Николай Чудотворец был и здесь — большая икона во весь рост. Такой же строгий. Он смотрел на меня в упор, словно говоря: тебе здесь не место. Я повернулась, чтобы уйти, и вдруг…
Хор пел где-то высоко, тихо-тихо, почти на одной ноте, но я услышала слова, от которых словно лопнул внутри созревший нарыв. Стало так больно — и так хорошо!
«Свете тихий…»
Что там было дальше, я не разобрала, да и не хотела. Что было в этих двух словах такого особенного? Я словно наяву увидела теплый летний вечер, тихий и безмятежный, тающий в свете закатного солнца. Такие вечера бывают на изломе лета, когда еще не думаешь о скорой осени, но всем существом чувствуешь, как быстро бегут дни — словно сухой песок сквозь пальцы. И так сладко, так мучительно хочется раствориться в этом безмятежном покое, чтобы навсегда ушла непонятная тоска и смутные мечты о лучшем, о недостижимом…
А еще мне вдруг вспомнился тот золотисто-зеленый голос, пахнущий разогретым виноградом, который сказал одно только слово: «Потерпи!»
Я забилась под винтовую лестницу, ведущую на хоры, присела на корточки и тихо заплакала. Не в первый раз, далеко не в первый, но это были совсем другие слезы. Не отчаяния, не обиды, не бессильной злобы. Они словно смывали все темное, нечистое, как первый весенний ливень, очищающий землю от зимней грязи.
Кто-то тронул меня за плечо, спросил что-то.
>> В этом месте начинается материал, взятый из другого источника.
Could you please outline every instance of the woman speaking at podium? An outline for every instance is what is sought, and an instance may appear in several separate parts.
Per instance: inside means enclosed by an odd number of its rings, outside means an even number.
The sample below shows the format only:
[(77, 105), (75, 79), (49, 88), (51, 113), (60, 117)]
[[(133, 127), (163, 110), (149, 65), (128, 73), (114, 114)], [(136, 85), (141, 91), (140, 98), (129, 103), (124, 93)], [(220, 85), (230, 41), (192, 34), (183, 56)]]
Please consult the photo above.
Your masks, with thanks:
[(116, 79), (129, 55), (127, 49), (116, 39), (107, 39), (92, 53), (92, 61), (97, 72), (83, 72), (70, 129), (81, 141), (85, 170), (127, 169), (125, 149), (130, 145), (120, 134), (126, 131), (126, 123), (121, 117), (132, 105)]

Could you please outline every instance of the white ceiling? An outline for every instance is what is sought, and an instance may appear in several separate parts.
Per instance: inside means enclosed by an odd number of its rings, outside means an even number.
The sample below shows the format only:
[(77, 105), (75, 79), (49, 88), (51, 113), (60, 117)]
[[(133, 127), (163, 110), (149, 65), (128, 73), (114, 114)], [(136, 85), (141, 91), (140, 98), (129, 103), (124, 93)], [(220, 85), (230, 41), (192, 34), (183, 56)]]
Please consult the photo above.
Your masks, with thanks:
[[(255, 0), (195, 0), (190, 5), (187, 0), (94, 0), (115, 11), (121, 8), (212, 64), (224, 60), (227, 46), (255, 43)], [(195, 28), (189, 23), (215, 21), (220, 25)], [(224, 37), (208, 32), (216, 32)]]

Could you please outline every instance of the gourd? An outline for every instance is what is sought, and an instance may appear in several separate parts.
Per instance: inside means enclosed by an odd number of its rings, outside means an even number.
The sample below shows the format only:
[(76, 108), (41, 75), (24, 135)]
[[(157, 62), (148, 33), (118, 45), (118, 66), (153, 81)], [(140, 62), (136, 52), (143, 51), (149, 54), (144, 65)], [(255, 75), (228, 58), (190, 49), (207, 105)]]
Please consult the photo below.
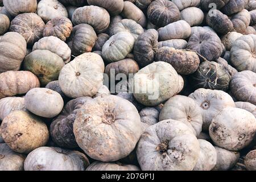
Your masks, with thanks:
[(35, 50), (26, 56), (23, 68), (36, 75), (42, 86), (58, 78), (64, 65), (61, 57), (48, 50)]
[(57, 17), (68, 17), (66, 8), (57, 0), (40, 1), (36, 13), (45, 22)]
[(80, 24), (74, 27), (67, 44), (75, 56), (91, 52), (97, 39), (93, 28), (88, 24)]
[(213, 117), (226, 107), (236, 107), (235, 104), (228, 93), (217, 90), (199, 89), (189, 97), (193, 99), (200, 106), (203, 117), (203, 130), (208, 131)]
[(139, 36), (134, 44), (134, 59), (141, 67), (154, 61), (155, 54), (158, 48), (158, 32), (149, 29)]
[(140, 123), (131, 103), (109, 95), (84, 105), (77, 112), (73, 131), (77, 144), (91, 158), (113, 162), (134, 149), (142, 133)]
[(11, 22), (10, 31), (22, 35), (28, 46), (32, 46), (43, 37), (46, 26), (43, 20), (35, 13), (23, 13), (15, 16)]
[(74, 25), (88, 24), (93, 27), (97, 34), (104, 32), (109, 26), (110, 21), (109, 14), (105, 9), (93, 5), (79, 7), (72, 15)]
[(90, 164), (84, 154), (59, 147), (42, 147), (25, 160), (25, 171), (85, 171)]
[(28, 71), (8, 71), (0, 74), (0, 98), (26, 94), (40, 87), (36, 76)]
[(147, 14), (148, 20), (159, 27), (176, 22), (180, 18), (177, 7), (172, 2), (167, 0), (152, 2), (147, 8)]
[(167, 119), (150, 126), (144, 132), (136, 152), (143, 171), (188, 171), (196, 164), (200, 147), (186, 125)]
[[(41, 104), (38, 104), (40, 102)], [(64, 105), (63, 100), (57, 92), (47, 88), (34, 88), (24, 97), (26, 107), (32, 113), (44, 118), (58, 115)]]
[(52, 19), (46, 23), (43, 32), (43, 36), (55, 36), (65, 42), (73, 30), (71, 21), (65, 17), (57, 17)]
[(49, 138), (47, 126), (39, 117), (24, 111), (15, 111), (5, 118), (1, 134), (13, 151), (28, 154), (46, 144)]
[(209, 128), (216, 145), (230, 151), (239, 151), (248, 145), (256, 131), (256, 119), (251, 113), (239, 108), (224, 108), (213, 118)]
[(92, 97), (103, 82), (104, 63), (95, 53), (76, 57), (61, 69), (59, 82), (62, 91), (71, 98)]

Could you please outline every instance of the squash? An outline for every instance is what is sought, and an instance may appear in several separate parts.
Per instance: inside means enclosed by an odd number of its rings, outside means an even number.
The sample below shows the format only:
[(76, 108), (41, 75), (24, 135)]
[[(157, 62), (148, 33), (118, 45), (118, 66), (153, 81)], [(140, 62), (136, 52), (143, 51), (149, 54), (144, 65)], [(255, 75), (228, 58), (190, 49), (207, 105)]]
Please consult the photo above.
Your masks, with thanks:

Я подняла голову, слезы туманили глаза, и сквозь них я с трудом разглядела уютную полную старушку, кивнула, не расслышав вопроса, и встала, чтобы уйти, но бабуля меня не пустила.
— Ты же Марина, да? — спросила она. — Мне Кирочка говорила. Вот хорошо, что ты пришла. А то я завтра уеду, ты за меня будешь. Пойдем, я тебе все покажу, где что лежит, где кисточки, где тряпочки. И не бойся, если что, девочки помогут. И не плачь! Все будет хорошо, с Божьей помощью. Да?
Я снова неуверенно кивнула, вытерла слезы и покорно пошла за ней. Странное дело! Храм уже не казался мне таким мрачным и неуютным, даже запах больше не был тяжелым — он напоминал плотный старинный бархат, ниспадающий крупными складками. Поднявшееся выше солнце заглядывало в окно, зайчики играли на огромной люстре — свечница бабушка Шура сказала, что она называется паникадило, — а в лучах танцевали и сталкивались вспыхивающие золотыми искрами пылинки. Старенький священник читал молитву, стоя на ступеньках перед алтарем, серебряные узоры на его черном одеянии сияли так, что больно было смотреть.
— Почему Николай Чудотворец на иконах такой… строгий? — набравшись смелости, спросила я у бабушки Шуры.
— А это только так кажется, — улыбнулась та. — Может, потому что на совести что-то есть. Вот помолишься от души, исповедуешься — смотришь, а он уже и не такой суровый. Словно даже и улыбнется.
У отца еще с вечера подскочило давление, и он решил денек отлежаться дома. Денис остался «в лавке» за старшего. Напряжение росло. Сотрудники шарахались друг от друга и смотрели так, словно в каждом встречном видели тайного врага. Денис понимал, что эту атмосферу всеобщего недоверия и едва сдерживаемой паники кто-то старательно подогревает. Тут слушок, там шепоток… Что-то назревало и вот-вот должно было случиться.
И разумеется, случилось.
Только Денис собрался идти обедать, пискнул селектор.